死んでも離れないと誓い合った恋人同士が、半年も経たないうちに泥沼の愛憎劇を展開することがよくあります。
これは、読売新聞の海外短波の欄に載ったちょっとした事件ですが、西ドイツのケルンに住む二十八才の男が、五才年下の元恋人の口の中から金歯四本を無理に抜き出して、奪って逃げたというのです。ケルンの警察当局によりますと、この男は二人がまだ仲睦まじい頃に、彼女の金歯の代金を負担してやったのだといいます。ところが、しばらくして彼女は、その男とは別の金持ちの男に目が眩み、その男の元を去って行ったのでした。振られて怒った男は、金歯を取り返そうと彼女の家の前で待ち伏せをし、彼女の顔を近くのバス停の壁に何度もぶつけて、金歯を吐き出させたのです。

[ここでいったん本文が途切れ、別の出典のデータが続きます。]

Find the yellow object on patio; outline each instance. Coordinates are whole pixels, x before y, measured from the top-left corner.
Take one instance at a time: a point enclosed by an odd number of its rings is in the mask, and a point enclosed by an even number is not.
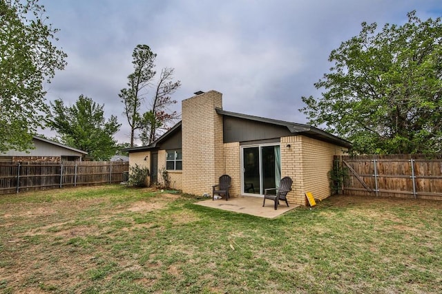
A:
[[[309,200],[310,207],[316,205],[316,202],[315,201],[315,198],[313,198],[311,192],[305,192],[305,196],[307,197],[307,200]]]

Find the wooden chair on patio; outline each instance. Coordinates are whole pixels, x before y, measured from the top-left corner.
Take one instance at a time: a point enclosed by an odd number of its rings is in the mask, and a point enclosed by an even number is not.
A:
[[[229,189],[230,189],[230,182],[232,178],[229,175],[222,175],[220,177],[219,182],[212,186],[212,200],[215,199],[215,195],[224,196],[226,201],[230,197]]]
[[[278,204],[279,204],[279,200],[284,200],[289,207],[289,202],[287,201],[287,195],[290,190],[291,190],[291,184],[293,180],[290,177],[286,176],[281,179],[279,184],[279,188],[271,188],[264,190],[264,202],[262,202],[262,207],[265,204],[265,200],[270,199],[275,202],[275,210],[278,209]],[[271,191],[274,191],[271,193]]]

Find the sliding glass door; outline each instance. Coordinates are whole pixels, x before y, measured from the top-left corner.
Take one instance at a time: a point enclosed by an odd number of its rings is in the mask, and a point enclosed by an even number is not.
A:
[[[242,193],[264,194],[264,189],[279,187],[281,177],[279,145],[242,147]]]

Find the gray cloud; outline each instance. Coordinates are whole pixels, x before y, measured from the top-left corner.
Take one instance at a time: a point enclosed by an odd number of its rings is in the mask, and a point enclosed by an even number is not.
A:
[[[358,34],[361,22],[401,24],[412,10],[421,19],[442,14],[439,0],[40,2],[68,55],[47,98],[72,104],[83,94],[104,104],[107,117],[122,124],[121,142],[129,129],[117,95],[137,44],[158,54],[157,72],[175,69],[180,102],[215,90],[226,110],[306,123],[301,97],[320,95],[314,83],[331,67],[330,52]]]

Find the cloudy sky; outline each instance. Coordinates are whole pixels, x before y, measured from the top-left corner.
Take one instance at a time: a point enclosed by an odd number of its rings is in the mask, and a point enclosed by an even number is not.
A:
[[[118,94],[133,70],[132,52],[146,44],[156,69],[175,68],[181,101],[202,90],[223,94],[225,110],[305,123],[301,97],[320,96],[314,83],[328,56],[358,34],[361,23],[401,25],[416,10],[442,16],[441,0],[40,0],[60,29],[55,45],[68,65],[47,86],[47,98],[73,104],[80,94],[104,105],[122,124]],[[153,93],[153,90],[151,91]],[[53,136],[50,133],[45,133]]]

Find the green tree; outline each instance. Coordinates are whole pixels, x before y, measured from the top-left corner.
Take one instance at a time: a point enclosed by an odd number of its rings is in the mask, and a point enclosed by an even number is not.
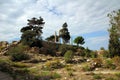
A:
[[[62,29],[59,31],[59,36],[62,38],[63,43],[68,43],[70,40],[70,33],[67,28],[67,23],[64,23]]]
[[[111,57],[120,56],[120,10],[108,14],[110,18],[109,53]]]
[[[39,19],[28,19],[28,26],[25,26],[20,30],[22,32],[21,42],[25,45],[29,45],[30,47],[41,47],[41,34],[44,24],[45,22],[41,17]]]
[[[84,41],[84,38],[82,36],[78,36],[75,38],[74,43],[76,43],[77,46],[79,46],[79,44],[83,45],[85,43],[85,41]]]

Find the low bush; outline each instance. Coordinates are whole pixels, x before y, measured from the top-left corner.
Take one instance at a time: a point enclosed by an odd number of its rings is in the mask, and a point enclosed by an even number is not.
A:
[[[3,72],[12,72],[12,62],[6,59],[0,59],[0,71]]]
[[[83,71],[92,71],[90,65],[85,65],[82,67]]]
[[[73,59],[73,52],[71,50],[68,50],[64,55],[64,59],[66,63],[71,62]]]
[[[64,54],[68,51],[68,50],[71,50],[71,51],[75,51],[76,48],[74,46],[70,46],[70,45],[66,45],[66,44],[63,44],[59,47],[59,51],[61,52],[61,56],[64,56]]]
[[[12,66],[16,67],[16,68],[26,68],[26,67],[29,67],[27,64],[21,63],[21,62],[15,62],[15,63],[13,63]]]
[[[90,57],[92,57],[92,58],[97,58],[97,52],[96,51],[91,51],[91,53],[90,53]]]
[[[103,60],[101,58],[94,58],[92,63],[96,68],[101,67],[103,65]]]
[[[99,74],[95,74],[95,75],[93,75],[93,78],[94,79],[97,79],[97,80],[101,80],[102,79],[102,76],[101,75],[99,75]]]
[[[120,79],[120,72],[115,74],[117,78]]]
[[[29,58],[30,56],[27,53],[12,53],[11,54],[12,61],[28,60]]]
[[[104,63],[105,68],[115,69],[116,66],[113,64],[113,61],[111,59],[105,60]]]
[[[46,62],[42,69],[54,70],[54,69],[59,69],[59,68],[63,68],[63,67],[64,67],[64,65],[62,63],[60,63],[58,60],[55,60],[55,61]]]
[[[30,58],[30,56],[25,53],[26,46],[18,45],[16,47],[12,47],[7,52],[8,55],[10,55],[11,60],[13,61],[22,61],[27,60]]]
[[[51,80],[61,78],[61,75],[56,72],[42,71],[39,74],[34,75],[34,80]]]
[[[120,57],[119,56],[113,57],[112,61],[116,66],[120,66]]]

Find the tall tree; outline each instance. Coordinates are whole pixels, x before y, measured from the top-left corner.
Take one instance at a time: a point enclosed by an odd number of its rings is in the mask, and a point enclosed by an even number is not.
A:
[[[83,45],[85,43],[85,41],[84,41],[84,38],[82,36],[78,36],[75,38],[74,43],[76,43],[77,46],[79,46],[79,44]]]
[[[42,40],[42,29],[43,25],[45,24],[43,18],[39,17],[28,19],[28,25],[21,29],[22,36],[21,41],[25,45],[29,45],[31,47],[37,46],[41,47],[41,40]]]
[[[108,14],[110,18],[109,52],[110,56],[120,56],[120,10]]]
[[[65,22],[62,26],[62,29],[59,31],[59,36],[62,38],[63,43],[68,43],[70,40],[70,33],[67,28],[67,23]]]

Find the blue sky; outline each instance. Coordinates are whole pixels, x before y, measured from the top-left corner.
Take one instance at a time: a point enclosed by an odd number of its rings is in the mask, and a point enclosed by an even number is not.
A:
[[[120,9],[120,0],[0,0],[0,41],[20,39],[20,29],[27,19],[42,16],[43,38],[59,31],[68,23],[72,39],[85,38],[84,47],[108,48],[109,18],[107,14]]]

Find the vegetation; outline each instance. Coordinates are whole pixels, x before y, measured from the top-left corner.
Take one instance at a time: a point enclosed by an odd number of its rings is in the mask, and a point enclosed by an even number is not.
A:
[[[68,50],[64,55],[65,62],[66,63],[71,62],[72,58],[73,58],[73,52],[71,50]]]
[[[62,29],[59,31],[59,36],[62,38],[63,43],[68,43],[70,40],[70,33],[67,28],[67,23],[64,23]]]
[[[109,29],[110,56],[120,56],[120,10],[108,14],[111,28]]]
[[[28,20],[28,26],[21,29],[18,44],[0,46],[1,51],[5,49],[0,54],[0,71],[11,74],[14,80],[119,80],[119,14],[120,11],[115,11],[108,15],[111,23],[109,50],[101,47],[99,51],[81,47],[85,43],[82,36],[75,38],[77,46],[54,43],[54,35],[43,41],[45,23],[41,17],[32,18]],[[61,37],[63,43],[69,42],[67,23],[56,37]]]
[[[82,36],[78,36],[75,38],[74,43],[76,43],[77,46],[79,46],[79,44],[83,45],[85,43],[85,41],[84,41],[84,38]]]
[[[23,27],[21,29],[22,36],[21,41],[23,44],[28,45],[30,47],[37,46],[41,47],[41,34],[42,34],[42,28],[45,24],[43,18],[32,18],[31,20],[28,20],[28,26]]]
[[[45,40],[55,42],[55,35],[51,35],[50,37],[47,37]],[[56,41],[59,41],[59,36],[56,35]]]

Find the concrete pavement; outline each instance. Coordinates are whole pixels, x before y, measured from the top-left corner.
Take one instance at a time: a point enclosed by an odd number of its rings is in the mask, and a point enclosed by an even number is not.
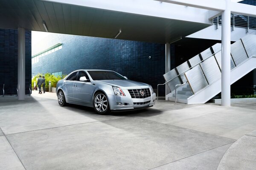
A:
[[[103,116],[61,107],[50,93],[1,97],[0,169],[216,170],[230,147],[256,129],[255,105],[233,105],[160,101]]]

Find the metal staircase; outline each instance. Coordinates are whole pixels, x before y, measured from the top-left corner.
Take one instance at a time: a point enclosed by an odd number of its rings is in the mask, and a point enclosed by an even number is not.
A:
[[[256,68],[256,35],[248,34],[231,45],[230,64],[231,84]],[[218,43],[163,75],[162,85],[170,90],[166,99],[175,101],[176,96],[178,102],[205,103],[221,92],[221,71]]]

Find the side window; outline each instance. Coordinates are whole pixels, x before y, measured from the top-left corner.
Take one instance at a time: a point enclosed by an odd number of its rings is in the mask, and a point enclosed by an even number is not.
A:
[[[76,80],[76,77],[77,76],[77,72],[75,72],[71,74],[66,79],[67,80]]]
[[[77,81],[79,81],[81,77],[82,77],[83,76],[85,76],[86,77],[87,79],[89,79],[88,76],[87,76],[87,74],[84,71],[80,71],[79,72],[78,74],[78,76],[77,76]]]

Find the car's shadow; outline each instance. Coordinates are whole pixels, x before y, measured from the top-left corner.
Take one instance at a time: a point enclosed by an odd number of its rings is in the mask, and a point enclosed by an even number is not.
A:
[[[68,104],[65,107],[66,109],[76,111],[82,114],[88,115],[97,115],[96,112],[93,108],[77,105],[75,104]],[[120,112],[109,112],[106,115],[112,115],[119,116],[143,116],[150,117],[153,116],[160,114],[163,113],[163,110],[154,109],[152,107],[142,110],[137,110],[130,111],[122,111]]]

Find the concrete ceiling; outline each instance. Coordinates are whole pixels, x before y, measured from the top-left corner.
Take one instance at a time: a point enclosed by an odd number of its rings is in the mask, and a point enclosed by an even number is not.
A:
[[[0,28],[164,43],[209,24],[106,10],[40,0],[0,0]]]

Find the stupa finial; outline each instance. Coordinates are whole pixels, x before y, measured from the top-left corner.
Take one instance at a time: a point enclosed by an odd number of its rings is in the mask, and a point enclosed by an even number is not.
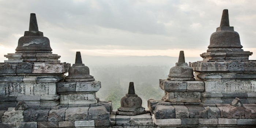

この話を聞いたとき、私は最初は醜い痴話喧嘩だなと思いました。でもよく考えてみれば、何も極端な例ではないですよね。現在どんなにうまくいってる恋人同士でも、心の中をたずねれば、これと似たり寄ったりではないでしょうか。女は、街中で色っぽい美女を振り返る男に「この浮気者!」と腹を立て、男は、金色夜叉のお宮ではないけれども、ダイヤモンドに目の色を変える女心を「強欲女め!」と嘆きます。
お互いに、醜い心を隠して付き合っているものだから、なにかの縁がくればたちまちのうちに斬った斬られたのと爆発します。人の心って移ろいやすいと知れば、永遠の愛なんてもんが少女漫画の世界でしか無いということが判りますね。
ドラマのような華やかで幸せそうな結婚生活を夢みていましたが、やはりあれは作り事のお話にしか過ぎません。
現実社会でどこに喧嘩をしない夫婦がいるでしょう? 居たら私に紹介してもらいたいです。